In [1]:
!cd /content/drive/MyDrive/KeyFrameExtraction

In [2]:
!pip install ffmpeg-python

Collecting ffmpeg-python
  Downloading ffmpeg_python-0.2.0-py3-none-any.whl.metadata (1.7 kB)
Downloading ffmpeg_python-0.2.0-py3-none-any.whl (25 kB)
Installing collected packages: ffmpeg-python
Successfully installed ffmpeg-python-0.2.0


In [None]:
import os
import cv2
import numpy as np
import torch
from sklearn.cluster import DBSCAN
from sklearn.neighbors import NearestNeighbors
from sklearn.metrics import pairwise_distances_argmin_min
from sklearn.metrics.pairwise import cosine_similarity
from transformers import CLIPProcessor, CLIPModel
from tqdm import tqdm


# Import TransNetV2 model
!pip install git+https://github.com/soCzech/TransNetV2.git
import sys
sys.path.append('TransNetV2')
from transnetv2 import TransNetV2

# Check if GPU is available
device = 'cuda' if torch.cuda.is_available() else 'cpu'

# Initialize the CLIP model and processor
model = CLIPModel.from_pretrained("openai/clip-vit-base-patch32").to(device)
processor = CLIPProcessor.from_pretrained("openai/clip-vit-base-patch32")

# Initialize the TransNetV2 model for shot boundary detection
transnet_model = TransNetV2()

def extract_frames(video_path):
    cap = cv2.VideoCapture(video_path)
    frames = []
    frame_ids = []
    frame_count = int(cap.get(cv2.CAP_PROP_FRAME_COUNT))

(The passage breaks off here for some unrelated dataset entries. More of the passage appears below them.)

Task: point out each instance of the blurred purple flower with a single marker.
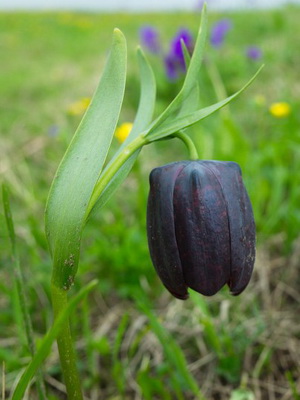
(254, 53)
(219, 31)
(149, 38)
(174, 60)
(176, 49)
(171, 67)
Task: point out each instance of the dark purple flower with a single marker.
(149, 38)
(254, 53)
(219, 31)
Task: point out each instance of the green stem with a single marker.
(65, 346)
(193, 153)
(108, 174)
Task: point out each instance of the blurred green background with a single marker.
(133, 339)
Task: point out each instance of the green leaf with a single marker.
(183, 122)
(191, 76)
(142, 120)
(242, 394)
(8, 219)
(81, 166)
(46, 343)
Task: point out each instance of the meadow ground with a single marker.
(134, 341)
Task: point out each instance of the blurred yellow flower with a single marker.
(123, 131)
(280, 110)
(79, 107)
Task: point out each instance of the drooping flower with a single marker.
(280, 109)
(123, 131)
(200, 227)
(219, 31)
(149, 38)
(254, 53)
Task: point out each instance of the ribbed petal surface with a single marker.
(241, 223)
(161, 231)
(202, 228)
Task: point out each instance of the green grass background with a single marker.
(133, 339)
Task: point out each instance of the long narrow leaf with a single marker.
(82, 164)
(45, 345)
(190, 119)
(142, 120)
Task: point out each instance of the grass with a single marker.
(133, 340)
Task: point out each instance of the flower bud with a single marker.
(200, 226)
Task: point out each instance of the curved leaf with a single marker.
(81, 166)
(142, 120)
(187, 120)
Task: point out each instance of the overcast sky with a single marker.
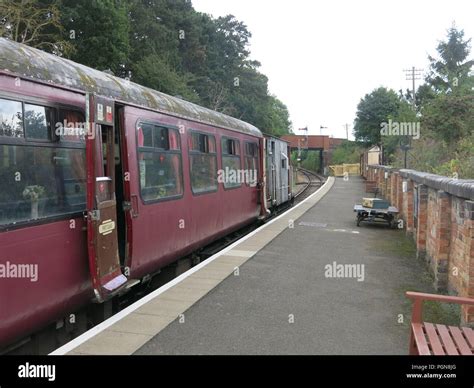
(322, 57)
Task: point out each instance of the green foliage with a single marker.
(36, 23)
(444, 108)
(374, 109)
(99, 31)
(162, 44)
(450, 71)
(450, 117)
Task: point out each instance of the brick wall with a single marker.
(438, 213)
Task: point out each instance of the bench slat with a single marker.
(420, 339)
(469, 334)
(447, 340)
(434, 339)
(461, 343)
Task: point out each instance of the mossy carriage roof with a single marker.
(24, 61)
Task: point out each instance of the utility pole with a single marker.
(412, 75)
(347, 130)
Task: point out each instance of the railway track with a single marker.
(314, 181)
(166, 274)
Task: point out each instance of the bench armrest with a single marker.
(439, 298)
(419, 297)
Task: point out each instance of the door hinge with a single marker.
(94, 215)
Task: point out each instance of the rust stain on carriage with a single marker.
(35, 64)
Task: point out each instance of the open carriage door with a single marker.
(102, 237)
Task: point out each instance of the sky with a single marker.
(322, 57)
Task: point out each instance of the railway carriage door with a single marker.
(102, 236)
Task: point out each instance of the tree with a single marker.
(450, 71)
(98, 30)
(35, 23)
(373, 110)
(450, 117)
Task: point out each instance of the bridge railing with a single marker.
(438, 212)
(345, 169)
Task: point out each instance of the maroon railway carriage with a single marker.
(104, 182)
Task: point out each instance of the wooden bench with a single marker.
(434, 339)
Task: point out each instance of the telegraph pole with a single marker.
(413, 75)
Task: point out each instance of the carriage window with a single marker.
(37, 120)
(71, 126)
(231, 165)
(11, 118)
(160, 164)
(251, 163)
(40, 182)
(203, 162)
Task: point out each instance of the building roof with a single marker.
(27, 62)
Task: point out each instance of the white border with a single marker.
(139, 303)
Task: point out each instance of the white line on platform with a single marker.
(71, 345)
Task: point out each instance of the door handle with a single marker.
(134, 205)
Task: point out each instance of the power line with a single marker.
(413, 74)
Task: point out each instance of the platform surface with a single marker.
(281, 302)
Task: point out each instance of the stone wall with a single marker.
(438, 212)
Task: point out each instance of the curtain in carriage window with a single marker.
(160, 164)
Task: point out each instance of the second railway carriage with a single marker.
(278, 172)
(104, 182)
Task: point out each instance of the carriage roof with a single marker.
(28, 62)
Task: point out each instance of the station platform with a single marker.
(278, 290)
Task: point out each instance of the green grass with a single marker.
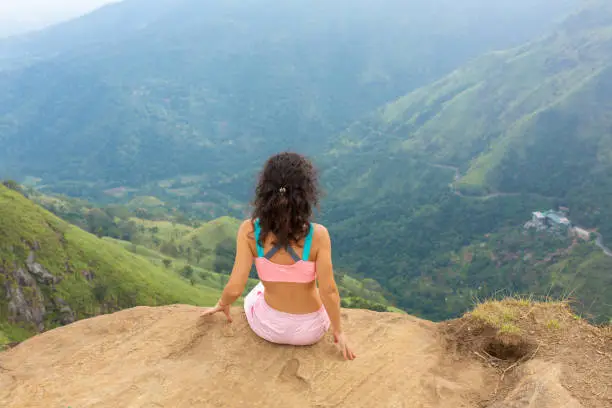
(121, 278)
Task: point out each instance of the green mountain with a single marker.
(52, 273)
(512, 132)
(144, 91)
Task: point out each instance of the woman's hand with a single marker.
(340, 339)
(219, 307)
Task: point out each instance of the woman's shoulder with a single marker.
(320, 233)
(246, 228)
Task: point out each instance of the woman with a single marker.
(291, 254)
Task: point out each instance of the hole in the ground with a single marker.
(511, 352)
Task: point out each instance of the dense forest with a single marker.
(438, 128)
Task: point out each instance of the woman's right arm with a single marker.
(329, 290)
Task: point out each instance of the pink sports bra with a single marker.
(302, 271)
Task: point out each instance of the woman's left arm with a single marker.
(240, 273)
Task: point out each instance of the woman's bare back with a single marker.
(289, 297)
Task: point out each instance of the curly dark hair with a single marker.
(286, 193)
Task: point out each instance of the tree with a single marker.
(13, 185)
(187, 272)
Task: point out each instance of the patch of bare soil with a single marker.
(543, 355)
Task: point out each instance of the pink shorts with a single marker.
(283, 328)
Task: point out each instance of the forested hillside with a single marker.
(53, 273)
(169, 112)
(141, 92)
(512, 132)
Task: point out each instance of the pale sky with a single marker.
(46, 11)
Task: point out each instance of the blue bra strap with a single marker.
(260, 251)
(308, 243)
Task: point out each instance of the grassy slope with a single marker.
(66, 251)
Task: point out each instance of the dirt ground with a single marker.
(171, 357)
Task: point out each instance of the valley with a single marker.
(136, 133)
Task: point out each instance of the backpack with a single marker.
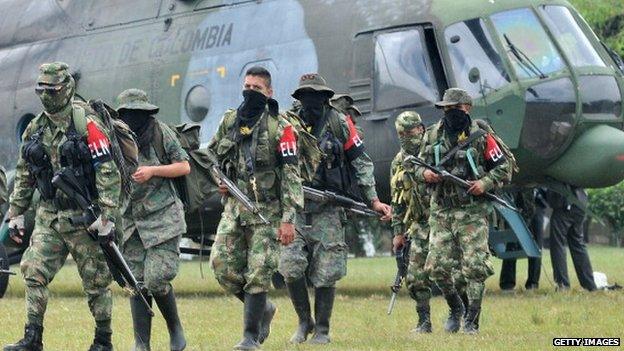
(124, 149)
(310, 154)
(194, 188)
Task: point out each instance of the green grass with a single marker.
(520, 321)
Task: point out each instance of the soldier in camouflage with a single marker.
(257, 148)
(3, 190)
(410, 213)
(153, 218)
(54, 237)
(458, 218)
(319, 250)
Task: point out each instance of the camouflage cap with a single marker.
(454, 96)
(407, 121)
(53, 73)
(312, 81)
(135, 99)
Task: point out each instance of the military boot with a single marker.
(456, 312)
(323, 305)
(142, 323)
(265, 324)
(32, 341)
(424, 317)
(471, 322)
(255, 305)
(102, 341)
(168, 307)
(298, 292)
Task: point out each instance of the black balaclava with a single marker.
(141, 122)
(251, 109)
(456, 121)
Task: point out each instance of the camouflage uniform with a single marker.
(319, 251)
(246, 251)
(458, 220)
(3, 190)
(153, 223)
(53, 237)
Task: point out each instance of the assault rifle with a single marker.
(326, 196)
(66, 182)
(233, 189)
(457, 180)
(402, 260)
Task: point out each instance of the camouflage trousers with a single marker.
(244, 258)
(319, 249)
(155, 266)
(52, 240)
(462, 231)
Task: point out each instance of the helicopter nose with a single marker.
(594, 160)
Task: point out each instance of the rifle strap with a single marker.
(479, 133)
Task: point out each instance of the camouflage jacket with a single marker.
(277, 192)
(345, 130)
(154, 209)
(3, 189)
(482, 160)
(107, 177)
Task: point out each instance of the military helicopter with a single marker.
(545, 82)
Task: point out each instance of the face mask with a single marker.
(135, 119)
(312, 103)
(253, 104)
(55, 98)
(456, 120)
(411, 144)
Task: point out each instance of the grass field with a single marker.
(520, 321)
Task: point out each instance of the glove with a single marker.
(104, 228)
(17, 228)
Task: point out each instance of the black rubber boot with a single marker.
(102, 341)
(32, 341)
(456, 312)
(298, 292)
(142, 323)
(255, 305)
(265, 324)
(424, 317)
(464, 296)
(323, 305)
(471, 322)
(169, 309)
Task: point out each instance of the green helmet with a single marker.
(407, 120)
(135, 99)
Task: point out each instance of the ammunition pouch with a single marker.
(39, 165)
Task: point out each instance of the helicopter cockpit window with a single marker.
(531, 52)
(470, 45)
(403, 72)
(570, 37)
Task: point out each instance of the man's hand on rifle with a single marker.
(17, 228)
(384, 209)
(104, 228)
(397, 242)
(223, 189)
(286, 233)
(476, 187)
(431, 177)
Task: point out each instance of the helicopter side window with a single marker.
(403, 71)
(573, 42)
(531, 52)
(470, 45)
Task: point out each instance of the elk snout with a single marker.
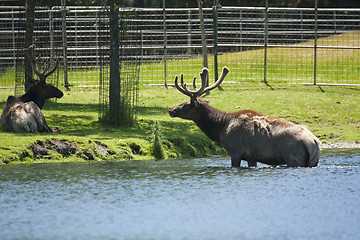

    for i in range(frame_count):
        ret, frame = cap.read()
        if not ret:
            break
        # Convert frame to RGB format
        frame = cv2.cvtColor(frame, cv2.COLOR_BGR2RGB)
        frames.append(frame)
        frame_ids.append(i)

    cap.release()
    return frames, frame_ids

def detect_shots(video_path):
    video_frames, single_frame_predictions, all_frame_predictions = transnet_model.predict_video(video_path)
    single_frame_predictions, all_frame_predictions = transnet_model.predict_frames(video_frames)
    shot_boundaries = transnet_model.predictions_to_scenes(single_frame_predictions)
    return shot_boundaries

def extract_features(frames, batch_size=32):
    features = []
    for i in tqdm(range(0, len(frames), batch_size)):
        batch_frames = frames[i:i + batch_size]
        inputs = processor(images=batch_frames, return_tensors="pt", padding=True).to(device)
        with torch.no_grad():
            batch_features = model.get_image_features(**inputs)
        features.append(batch_features.cpu().numpy())
        torch.cuda.empty_cache()  # Clear GPU memory
    return np.concatenate(features, axis=0)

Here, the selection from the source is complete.